Elisabeth Baume-Schneider wirkte quirlig, Albert Rösti strahlte über das ganze Gesicht: Was sagt Auftritts- und Rhetorik-Coach Oliver Schroeder über die Wirkung der neuen Bundesräte?

Quelle: Bluewin.ch/8.12.2/Stefan Michel

«Meinen Kunden würde ich abraten, so unvorbereitet ein Interview zu geben, wie ich das jetzt mache», schränkt Oliver Schroeder ein. Der ehemalige TV- und Radio-Journalist arbeitet seit 16 Jahren als Auftritts-Coach und Medientrainer.

Namen nennt Schroeder keine, aber er begleite namhafte Persönlichkeiten aus Unternehmen, Regierungen und Organisationen mit einem auf Führungskräfte ausgerichteten Kommunikations-Coaching.

Vor dem Gespräch mit blue News betont Schröder, er habe die Auftritte von Baume-Schneider und Rösti nicht analysiert, sondern nur am Fernsehen geschaut, «wie so viele andere Schweizerinnen und Schweizer auch.» Was er über die Präsenz der frisch gewählten Bundesrätin und des amtsjüngsten Bundesrats sagt, ist also lediglich sein erster Eindruck.

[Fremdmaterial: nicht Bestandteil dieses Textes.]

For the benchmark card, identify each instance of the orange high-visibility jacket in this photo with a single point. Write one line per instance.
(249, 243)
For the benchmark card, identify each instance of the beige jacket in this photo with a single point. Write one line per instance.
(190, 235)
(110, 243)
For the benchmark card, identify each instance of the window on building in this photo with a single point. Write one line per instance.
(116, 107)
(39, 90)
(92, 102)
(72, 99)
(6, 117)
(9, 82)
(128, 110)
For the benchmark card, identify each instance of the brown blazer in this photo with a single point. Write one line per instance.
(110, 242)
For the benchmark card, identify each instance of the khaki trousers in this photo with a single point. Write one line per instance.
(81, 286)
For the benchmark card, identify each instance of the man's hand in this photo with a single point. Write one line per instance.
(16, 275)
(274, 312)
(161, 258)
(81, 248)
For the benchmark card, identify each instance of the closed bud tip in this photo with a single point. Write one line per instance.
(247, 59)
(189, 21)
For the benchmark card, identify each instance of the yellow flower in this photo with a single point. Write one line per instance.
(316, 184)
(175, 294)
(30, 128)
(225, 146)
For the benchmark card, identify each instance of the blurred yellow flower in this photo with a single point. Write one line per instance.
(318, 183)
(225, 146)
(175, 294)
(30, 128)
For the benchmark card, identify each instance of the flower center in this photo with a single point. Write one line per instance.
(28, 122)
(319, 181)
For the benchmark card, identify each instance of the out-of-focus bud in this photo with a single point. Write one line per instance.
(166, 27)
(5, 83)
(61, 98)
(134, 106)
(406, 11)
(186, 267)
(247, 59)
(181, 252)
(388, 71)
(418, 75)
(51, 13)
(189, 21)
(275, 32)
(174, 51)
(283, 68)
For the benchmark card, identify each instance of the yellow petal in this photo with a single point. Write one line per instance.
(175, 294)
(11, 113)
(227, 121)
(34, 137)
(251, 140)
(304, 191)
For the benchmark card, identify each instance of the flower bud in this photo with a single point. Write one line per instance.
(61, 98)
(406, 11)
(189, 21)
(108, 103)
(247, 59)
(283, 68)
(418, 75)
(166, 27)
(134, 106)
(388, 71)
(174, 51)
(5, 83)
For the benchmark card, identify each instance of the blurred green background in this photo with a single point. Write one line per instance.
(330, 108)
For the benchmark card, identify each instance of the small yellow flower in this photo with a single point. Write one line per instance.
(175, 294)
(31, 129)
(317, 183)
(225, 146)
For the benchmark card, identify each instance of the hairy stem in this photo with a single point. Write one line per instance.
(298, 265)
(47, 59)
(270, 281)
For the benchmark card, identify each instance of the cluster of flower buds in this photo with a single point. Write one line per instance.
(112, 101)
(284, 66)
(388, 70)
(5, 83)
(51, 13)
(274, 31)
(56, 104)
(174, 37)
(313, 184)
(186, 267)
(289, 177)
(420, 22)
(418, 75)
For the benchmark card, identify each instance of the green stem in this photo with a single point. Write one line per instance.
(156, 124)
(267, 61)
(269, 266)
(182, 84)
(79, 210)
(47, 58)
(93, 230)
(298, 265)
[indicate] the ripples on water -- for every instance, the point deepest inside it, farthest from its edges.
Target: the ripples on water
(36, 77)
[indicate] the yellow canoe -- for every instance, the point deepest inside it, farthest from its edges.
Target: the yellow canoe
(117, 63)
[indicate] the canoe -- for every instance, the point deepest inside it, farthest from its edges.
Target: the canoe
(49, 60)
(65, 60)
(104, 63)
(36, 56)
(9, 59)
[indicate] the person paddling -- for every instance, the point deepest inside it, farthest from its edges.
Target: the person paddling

Wie haben Elisabeth Baume-Schneider und Albert Rösti kurz nach der Wahl auf Sie gewirkt?

«Ich fand die Auftritte von beiden sehr gelungen. Sie zeigten eine emotionale, positive, glückliche, ja unorthodoxe Reaktion auf das Wahlergebnis. In Zeiten mit so vielen Problemen, vor denen Regierungen stehen, finde ich es besonders schön, wenn Menschen mit so viel Freude und Energie Verantwortung übernehmen.»

Zuerst wählte das Parlament Albert Rösti. Was sagen Sie zu seinen ersten Auftritten als Bundesrat?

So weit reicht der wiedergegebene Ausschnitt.